Knowledge-Infused Legal Wisdom: Navigating LLM Consultation through the Lens of Diagnostics and Positive-Unlabeled Reinforcement Learning
This addresses a domain-specific problem for users without legal backgrounds seeking LLM consultations, representing an incremental improvement with novel method integration.
The paper tackles the problem of non-experts struggling to formulate effective legal queries for LLMs by proposing D3LM, which uses diagnostic questions and a novel PURL algorithm to improve interactions and court views generation, achieving outstanding performance and user experience.

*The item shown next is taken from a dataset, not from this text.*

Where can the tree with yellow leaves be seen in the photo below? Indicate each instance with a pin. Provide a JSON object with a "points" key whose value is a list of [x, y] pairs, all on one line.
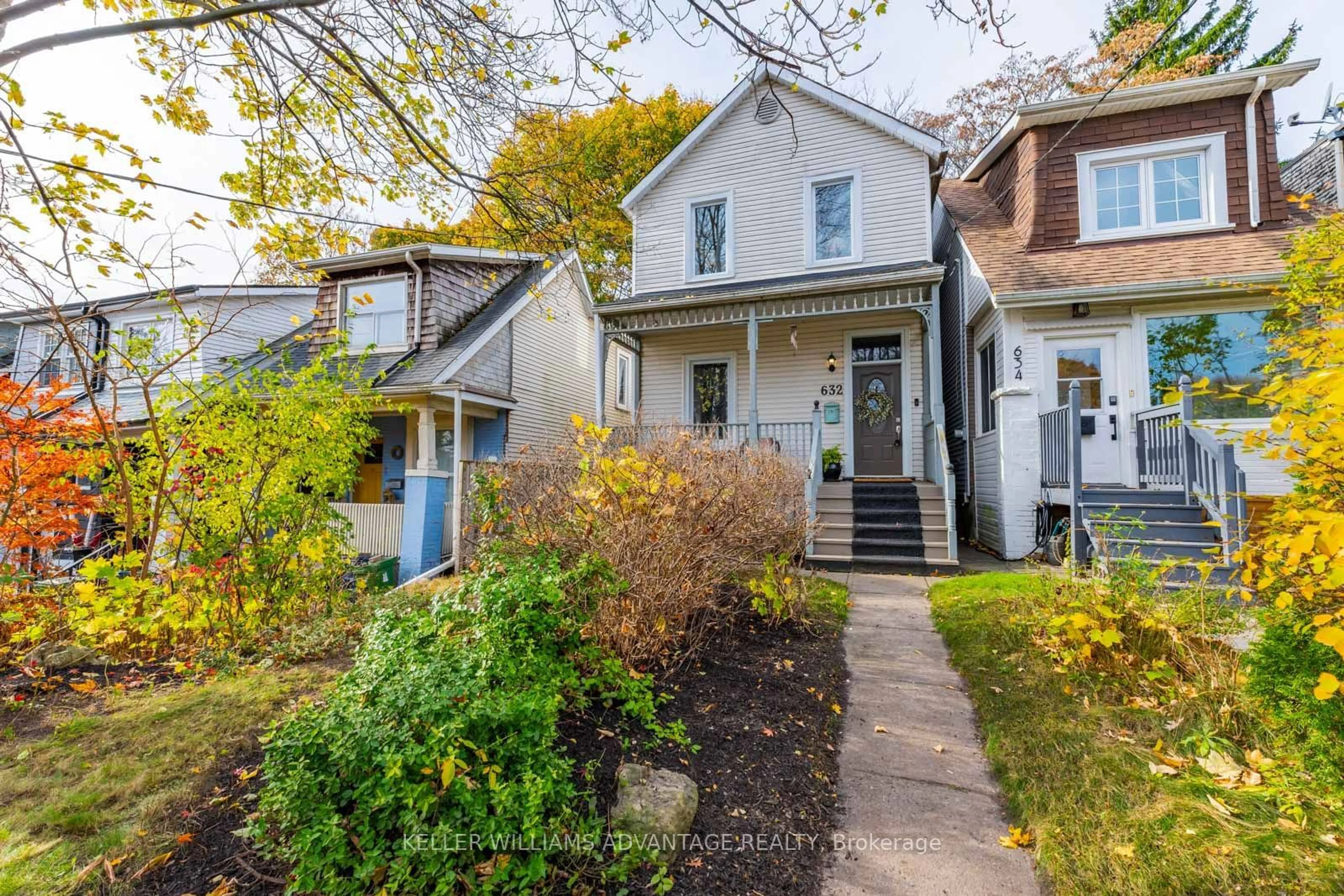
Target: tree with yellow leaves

The integration of generative Large Language Models (LLMs) into various applications, including the legal domain, has been accelerated by their expansive and versatile nature. However, when facing a legal case, users without a legal background often struggle to formulate professional queries and may inadvertently overlook critical legal factors when presenting their case narrative to LLMs. To address this issue, we propose the Diagnostic Legal Large Language Model (D3LM), which utilizes adaptive lawyer-like diagnostic questions to collect additional case information and then provides high-quality feedback. D3LM incorporates an innovative graph-based Positive-Unlabeled Reinforcement Learning (PURL) algorithm, enabling the generation of critical questions and enhancing user-LLM interactions. Moreover, an integrated LLM-based stopping criterion facilitates precise Court Views Generation (CVG). Our research also introduces a new English-language CVG dataset based on the US case law database, enriching the realm of LLM research and deployment with a vital dimension. D3LM surpasses classical LLMs by delivering outstanding performance and a remarkable user experience in the legal domain.